Le Maroc, alors protectorat français, fut directement impliqué dans cette politique discriminatoire. Le gouvernement de Vichy a tenté d’étendre ses lois raciales aux territoires coloniaux, dont le Maroc, où vivaient environ 250 000 Juifs. Cependant, la mise en œuvre de ces mesures s’est heurtée à la ferme opposition du sultan Mohammed V.Dès le début, Mohammed V a refusé de collaborer avec les autorités de Vichy dans l’application des lois raciales. Bien qu’il n’ait aucun pouvoir exécutif direct sur les décisions françaises, le sultan a utilisé son autorité morale et politique pour protéger la communauté juive marocaine. On raconte que, lors d’une réception officielle, le sultan aurait déclaré aux représentants du régime de Vichy :  «Il n’y a pas de Juifs au Maroc. Il n’y a que des sujets marocains», soulignant ainsi son opposition à toute forme de discrimination.

Mohammed V a en outre insisté pour que les Juifs marocains continuent de jouir de leurs droits en tant que citoyens du royaume, refusant de remettre des listes de Juifs aux autorités françaises ou d’imposer des mesures ségrégationnistes dans les écoles et les lieux publics. Lorsque le régime de Vichy émit des décrets restreignant l’accès des Juifs à l’éducation et à l’emploi, le sultan trouva des moyens de contourner ces impositions en s’assurant que de nombreux Juifs puissent conserver leur poste ou recevoir une aide indirecte. Bien qu’il n’ait pu empêcher complètement l’application des lois de Vichy, son opposition publique a contribué à atténuer leurs conséquences.

La position de Mohammed V n’est pas passée inaperçue. Les autorités de Vichy ont tenté de le persuader de coopérer, mais sans succès.

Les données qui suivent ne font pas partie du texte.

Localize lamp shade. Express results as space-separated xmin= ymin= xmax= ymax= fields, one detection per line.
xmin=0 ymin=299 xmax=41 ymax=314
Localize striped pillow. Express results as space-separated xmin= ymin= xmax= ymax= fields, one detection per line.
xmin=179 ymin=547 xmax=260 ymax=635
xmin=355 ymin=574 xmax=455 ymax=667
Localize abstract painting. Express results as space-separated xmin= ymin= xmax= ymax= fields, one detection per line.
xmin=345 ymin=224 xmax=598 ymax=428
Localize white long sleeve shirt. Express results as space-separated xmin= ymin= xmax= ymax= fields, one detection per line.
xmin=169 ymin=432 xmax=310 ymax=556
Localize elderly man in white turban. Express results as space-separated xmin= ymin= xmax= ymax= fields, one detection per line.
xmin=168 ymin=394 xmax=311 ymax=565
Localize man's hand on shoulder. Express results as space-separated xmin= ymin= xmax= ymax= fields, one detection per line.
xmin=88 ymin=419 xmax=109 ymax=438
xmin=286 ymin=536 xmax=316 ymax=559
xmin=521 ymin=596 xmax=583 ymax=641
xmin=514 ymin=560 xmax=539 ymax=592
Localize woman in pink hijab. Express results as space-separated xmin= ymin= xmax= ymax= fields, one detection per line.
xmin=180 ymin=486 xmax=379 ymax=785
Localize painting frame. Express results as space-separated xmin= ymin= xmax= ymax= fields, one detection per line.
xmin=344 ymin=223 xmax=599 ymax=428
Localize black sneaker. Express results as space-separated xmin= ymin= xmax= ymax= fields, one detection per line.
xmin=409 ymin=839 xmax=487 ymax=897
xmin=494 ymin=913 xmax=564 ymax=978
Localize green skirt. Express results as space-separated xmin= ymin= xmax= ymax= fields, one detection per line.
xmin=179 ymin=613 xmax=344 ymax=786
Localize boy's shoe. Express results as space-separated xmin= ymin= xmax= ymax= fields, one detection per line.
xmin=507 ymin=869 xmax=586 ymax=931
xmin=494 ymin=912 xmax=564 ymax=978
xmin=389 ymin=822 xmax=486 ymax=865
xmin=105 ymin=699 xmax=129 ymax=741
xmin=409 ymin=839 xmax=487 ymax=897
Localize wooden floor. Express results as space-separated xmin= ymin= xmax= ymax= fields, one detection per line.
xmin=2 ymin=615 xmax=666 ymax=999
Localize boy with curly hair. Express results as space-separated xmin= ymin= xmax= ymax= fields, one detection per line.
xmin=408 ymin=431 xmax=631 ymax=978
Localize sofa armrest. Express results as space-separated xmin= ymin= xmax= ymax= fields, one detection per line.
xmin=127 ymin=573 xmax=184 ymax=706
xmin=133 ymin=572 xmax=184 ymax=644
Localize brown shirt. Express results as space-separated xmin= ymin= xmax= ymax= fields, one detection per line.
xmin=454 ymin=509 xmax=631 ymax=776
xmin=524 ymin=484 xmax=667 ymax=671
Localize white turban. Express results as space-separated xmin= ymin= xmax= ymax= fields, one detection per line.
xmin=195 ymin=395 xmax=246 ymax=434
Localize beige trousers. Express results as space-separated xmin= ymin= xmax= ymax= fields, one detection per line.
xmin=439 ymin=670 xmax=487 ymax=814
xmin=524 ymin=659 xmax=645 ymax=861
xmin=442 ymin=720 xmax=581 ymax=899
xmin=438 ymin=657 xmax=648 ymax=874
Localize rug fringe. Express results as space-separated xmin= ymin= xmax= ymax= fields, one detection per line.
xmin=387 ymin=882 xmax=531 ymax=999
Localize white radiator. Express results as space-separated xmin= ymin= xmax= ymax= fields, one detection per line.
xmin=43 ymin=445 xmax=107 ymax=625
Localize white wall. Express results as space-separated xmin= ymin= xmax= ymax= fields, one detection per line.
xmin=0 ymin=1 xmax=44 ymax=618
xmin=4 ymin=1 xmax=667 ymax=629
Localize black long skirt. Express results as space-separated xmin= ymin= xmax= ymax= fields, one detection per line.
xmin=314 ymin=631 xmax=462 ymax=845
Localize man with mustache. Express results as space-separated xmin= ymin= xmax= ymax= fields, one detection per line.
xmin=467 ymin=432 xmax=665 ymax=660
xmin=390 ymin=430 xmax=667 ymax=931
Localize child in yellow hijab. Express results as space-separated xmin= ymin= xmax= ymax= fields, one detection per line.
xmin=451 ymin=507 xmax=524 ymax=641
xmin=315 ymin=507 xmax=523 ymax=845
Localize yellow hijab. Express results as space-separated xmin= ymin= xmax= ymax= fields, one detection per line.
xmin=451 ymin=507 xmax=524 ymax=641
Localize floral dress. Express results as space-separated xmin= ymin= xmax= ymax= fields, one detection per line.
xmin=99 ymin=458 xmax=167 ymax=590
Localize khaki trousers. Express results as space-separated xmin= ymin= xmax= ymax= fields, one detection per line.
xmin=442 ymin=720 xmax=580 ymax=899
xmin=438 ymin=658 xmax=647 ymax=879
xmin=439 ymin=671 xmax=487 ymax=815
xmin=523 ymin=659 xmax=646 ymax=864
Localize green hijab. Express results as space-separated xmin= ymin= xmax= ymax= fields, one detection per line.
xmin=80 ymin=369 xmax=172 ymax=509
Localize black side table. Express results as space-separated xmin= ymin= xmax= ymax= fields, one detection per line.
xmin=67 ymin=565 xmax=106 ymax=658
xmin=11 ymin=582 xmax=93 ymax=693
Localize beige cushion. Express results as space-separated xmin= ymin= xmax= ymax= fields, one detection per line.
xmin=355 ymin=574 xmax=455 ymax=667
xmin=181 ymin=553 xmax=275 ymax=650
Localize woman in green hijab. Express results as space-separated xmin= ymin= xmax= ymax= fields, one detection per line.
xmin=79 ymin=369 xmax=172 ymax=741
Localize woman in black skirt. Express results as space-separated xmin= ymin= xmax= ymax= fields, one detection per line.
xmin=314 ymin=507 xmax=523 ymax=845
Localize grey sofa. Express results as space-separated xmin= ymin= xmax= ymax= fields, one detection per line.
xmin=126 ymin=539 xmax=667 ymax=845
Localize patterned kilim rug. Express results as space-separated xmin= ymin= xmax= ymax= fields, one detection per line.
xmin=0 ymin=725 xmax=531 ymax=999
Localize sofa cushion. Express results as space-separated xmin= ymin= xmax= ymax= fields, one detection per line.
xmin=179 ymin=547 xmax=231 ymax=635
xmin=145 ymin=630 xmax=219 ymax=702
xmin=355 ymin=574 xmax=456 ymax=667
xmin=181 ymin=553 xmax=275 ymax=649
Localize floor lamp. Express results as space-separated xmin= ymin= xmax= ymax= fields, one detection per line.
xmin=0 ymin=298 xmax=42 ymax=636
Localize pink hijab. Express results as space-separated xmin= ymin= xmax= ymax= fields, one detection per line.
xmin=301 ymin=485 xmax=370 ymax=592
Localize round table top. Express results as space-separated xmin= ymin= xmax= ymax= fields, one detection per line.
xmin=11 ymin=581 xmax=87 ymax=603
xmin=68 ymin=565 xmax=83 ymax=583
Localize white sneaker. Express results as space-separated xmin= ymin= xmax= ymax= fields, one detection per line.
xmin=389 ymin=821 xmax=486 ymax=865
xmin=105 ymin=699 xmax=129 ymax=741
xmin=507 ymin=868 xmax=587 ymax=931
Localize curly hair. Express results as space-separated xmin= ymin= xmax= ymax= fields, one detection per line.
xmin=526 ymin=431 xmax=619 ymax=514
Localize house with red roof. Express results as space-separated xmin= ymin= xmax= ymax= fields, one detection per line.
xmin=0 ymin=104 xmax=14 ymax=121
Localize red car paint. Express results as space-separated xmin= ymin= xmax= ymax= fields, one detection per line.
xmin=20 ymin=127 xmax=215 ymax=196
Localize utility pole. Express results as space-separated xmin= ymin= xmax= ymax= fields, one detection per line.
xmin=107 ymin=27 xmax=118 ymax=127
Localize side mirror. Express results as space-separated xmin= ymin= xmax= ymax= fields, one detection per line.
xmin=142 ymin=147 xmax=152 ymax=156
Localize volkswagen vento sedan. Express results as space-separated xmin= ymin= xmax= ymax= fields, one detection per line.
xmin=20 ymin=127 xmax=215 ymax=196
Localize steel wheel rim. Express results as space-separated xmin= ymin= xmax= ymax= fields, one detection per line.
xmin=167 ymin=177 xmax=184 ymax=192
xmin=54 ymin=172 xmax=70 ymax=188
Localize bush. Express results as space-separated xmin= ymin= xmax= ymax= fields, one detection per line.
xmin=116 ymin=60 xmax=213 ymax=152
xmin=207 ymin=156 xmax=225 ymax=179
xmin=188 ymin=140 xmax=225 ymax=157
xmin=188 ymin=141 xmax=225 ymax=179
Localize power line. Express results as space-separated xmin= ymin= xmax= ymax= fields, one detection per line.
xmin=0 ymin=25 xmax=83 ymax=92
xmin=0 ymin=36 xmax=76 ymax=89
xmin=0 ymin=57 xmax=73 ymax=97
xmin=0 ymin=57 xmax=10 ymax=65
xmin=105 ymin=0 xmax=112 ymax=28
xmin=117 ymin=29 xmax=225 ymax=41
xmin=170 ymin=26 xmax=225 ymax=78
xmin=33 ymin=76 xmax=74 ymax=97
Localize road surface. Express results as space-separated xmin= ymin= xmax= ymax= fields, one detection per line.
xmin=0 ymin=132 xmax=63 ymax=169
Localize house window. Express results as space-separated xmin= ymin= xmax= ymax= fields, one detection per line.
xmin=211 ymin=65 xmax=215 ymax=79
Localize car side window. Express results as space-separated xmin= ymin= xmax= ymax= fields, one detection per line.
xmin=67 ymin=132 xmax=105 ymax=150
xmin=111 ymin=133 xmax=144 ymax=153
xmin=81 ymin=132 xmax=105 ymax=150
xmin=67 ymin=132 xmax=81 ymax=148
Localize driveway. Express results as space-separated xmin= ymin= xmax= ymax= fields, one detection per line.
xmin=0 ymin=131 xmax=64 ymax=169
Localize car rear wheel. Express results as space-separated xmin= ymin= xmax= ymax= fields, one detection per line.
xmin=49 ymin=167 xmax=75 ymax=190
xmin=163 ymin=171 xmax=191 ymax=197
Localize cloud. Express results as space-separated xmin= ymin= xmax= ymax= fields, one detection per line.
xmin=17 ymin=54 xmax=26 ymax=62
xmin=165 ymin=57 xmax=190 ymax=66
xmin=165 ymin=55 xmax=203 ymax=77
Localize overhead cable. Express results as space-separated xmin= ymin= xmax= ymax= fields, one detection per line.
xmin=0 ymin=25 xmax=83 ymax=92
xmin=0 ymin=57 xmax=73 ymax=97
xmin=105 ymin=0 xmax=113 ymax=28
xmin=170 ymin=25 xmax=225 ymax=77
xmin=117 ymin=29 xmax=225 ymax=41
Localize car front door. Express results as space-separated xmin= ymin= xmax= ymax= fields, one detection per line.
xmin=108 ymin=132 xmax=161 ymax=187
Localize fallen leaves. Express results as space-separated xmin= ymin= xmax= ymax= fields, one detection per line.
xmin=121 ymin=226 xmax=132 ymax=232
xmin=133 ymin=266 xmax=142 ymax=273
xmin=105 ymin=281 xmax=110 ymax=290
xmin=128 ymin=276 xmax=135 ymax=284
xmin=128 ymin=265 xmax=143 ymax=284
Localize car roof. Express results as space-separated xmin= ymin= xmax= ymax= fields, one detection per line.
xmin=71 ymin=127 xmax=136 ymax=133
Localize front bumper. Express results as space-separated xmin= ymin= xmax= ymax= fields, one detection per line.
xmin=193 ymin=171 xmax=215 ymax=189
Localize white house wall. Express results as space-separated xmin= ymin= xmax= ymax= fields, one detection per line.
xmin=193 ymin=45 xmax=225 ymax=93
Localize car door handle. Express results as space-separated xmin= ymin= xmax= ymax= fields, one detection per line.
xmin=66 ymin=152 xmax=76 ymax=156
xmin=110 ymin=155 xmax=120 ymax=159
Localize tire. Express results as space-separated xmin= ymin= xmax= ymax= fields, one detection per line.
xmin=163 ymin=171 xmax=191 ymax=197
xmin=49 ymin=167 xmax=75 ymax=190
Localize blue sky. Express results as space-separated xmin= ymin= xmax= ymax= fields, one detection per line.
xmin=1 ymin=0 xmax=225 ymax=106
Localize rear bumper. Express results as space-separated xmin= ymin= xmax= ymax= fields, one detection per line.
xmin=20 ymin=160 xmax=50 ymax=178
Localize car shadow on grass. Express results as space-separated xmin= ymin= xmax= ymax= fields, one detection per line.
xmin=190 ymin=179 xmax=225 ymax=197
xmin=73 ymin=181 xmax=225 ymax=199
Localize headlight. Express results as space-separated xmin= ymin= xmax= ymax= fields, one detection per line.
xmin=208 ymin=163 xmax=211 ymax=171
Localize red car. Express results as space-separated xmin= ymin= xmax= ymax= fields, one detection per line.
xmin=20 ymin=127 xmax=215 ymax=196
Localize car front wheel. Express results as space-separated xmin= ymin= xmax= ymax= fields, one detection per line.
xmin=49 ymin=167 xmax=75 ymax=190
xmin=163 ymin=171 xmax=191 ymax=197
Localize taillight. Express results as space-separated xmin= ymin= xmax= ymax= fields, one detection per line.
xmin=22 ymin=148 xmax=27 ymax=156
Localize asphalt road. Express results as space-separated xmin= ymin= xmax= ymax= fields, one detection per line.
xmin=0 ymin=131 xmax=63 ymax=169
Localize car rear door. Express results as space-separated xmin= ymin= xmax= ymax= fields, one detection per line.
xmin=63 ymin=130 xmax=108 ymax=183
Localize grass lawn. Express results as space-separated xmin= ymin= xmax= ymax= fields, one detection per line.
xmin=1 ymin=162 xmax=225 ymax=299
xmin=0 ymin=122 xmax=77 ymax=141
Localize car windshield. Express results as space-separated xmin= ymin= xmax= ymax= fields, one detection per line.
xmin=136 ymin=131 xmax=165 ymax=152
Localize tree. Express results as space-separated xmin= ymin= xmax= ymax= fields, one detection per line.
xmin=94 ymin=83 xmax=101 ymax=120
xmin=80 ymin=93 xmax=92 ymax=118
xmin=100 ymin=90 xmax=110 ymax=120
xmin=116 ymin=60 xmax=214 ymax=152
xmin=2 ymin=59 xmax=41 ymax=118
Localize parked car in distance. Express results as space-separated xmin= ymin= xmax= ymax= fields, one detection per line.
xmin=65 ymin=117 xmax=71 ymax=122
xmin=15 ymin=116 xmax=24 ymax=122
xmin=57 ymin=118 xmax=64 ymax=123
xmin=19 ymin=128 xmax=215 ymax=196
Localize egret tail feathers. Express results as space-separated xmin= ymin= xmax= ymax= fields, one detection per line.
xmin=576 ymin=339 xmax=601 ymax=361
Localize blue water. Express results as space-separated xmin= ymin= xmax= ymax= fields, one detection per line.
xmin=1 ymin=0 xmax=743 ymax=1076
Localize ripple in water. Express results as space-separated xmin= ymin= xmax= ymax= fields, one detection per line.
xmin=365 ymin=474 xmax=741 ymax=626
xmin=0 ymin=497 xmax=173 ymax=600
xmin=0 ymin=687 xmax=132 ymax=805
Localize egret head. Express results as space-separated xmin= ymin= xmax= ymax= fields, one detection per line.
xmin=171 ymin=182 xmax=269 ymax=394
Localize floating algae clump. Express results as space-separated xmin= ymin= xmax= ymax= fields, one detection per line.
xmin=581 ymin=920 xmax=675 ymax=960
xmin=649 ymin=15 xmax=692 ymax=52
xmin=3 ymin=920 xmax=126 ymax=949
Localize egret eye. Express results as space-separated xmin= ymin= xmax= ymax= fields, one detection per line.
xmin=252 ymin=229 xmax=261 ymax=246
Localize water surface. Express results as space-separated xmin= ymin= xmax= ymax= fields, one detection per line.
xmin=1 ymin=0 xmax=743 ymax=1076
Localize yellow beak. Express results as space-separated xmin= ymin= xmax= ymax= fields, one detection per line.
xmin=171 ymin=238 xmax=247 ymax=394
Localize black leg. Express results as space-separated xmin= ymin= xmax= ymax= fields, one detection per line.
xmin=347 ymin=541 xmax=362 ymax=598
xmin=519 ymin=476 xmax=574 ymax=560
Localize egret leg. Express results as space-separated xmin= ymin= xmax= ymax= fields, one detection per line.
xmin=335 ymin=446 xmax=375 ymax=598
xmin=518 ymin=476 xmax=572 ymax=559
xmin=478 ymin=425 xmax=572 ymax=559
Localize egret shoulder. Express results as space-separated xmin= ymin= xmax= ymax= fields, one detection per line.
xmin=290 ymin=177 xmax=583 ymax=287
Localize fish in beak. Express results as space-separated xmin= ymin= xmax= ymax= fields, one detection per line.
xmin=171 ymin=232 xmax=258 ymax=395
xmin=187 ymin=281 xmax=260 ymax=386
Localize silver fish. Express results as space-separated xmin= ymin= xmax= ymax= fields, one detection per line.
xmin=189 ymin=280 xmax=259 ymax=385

Avec l’opération Torch, le débarquement allié en Afrique du Nord en novembre 1942, le régime de Vichy perd le contrôle de la région et le sultan peut reprendre un rôle plus actif dans la politique marocaine.

Dans la période d’après-guerre, la communauté juive marocaine resta profondément reconnaissante envers le sultan pour sa protection. Sa figure est encore aujourd’hui respectée dans la mémoire collective des juifs marocains, dont beaucoup ont ensuite émigré en Israël, en France et au Canada. Son engagement dans la défense des Juifs a également contribué à renforcer son image de dirigeant juste et éclairé, encourageant l’essor du mouvement nationaliste marocain qui conduira, en 1956, à l’indépendance du Maroc vis-à-vis de la France.

Mohammed V représente un exemple de courage moral dans une époque marquée par la discrimination et la violence raciale. Son refus d’appliquer les lois antijuives du régime de Vichy démontre son attachement à l’égalité et à la dignité de tous ses sujets, quelle que soit leur religion. Son rôle dans la protection de la communauté juive marocaine reste l’une des pages les plus brillantes de l’histoire du Maroc moderne et un symbole de résistance contre l’oppression.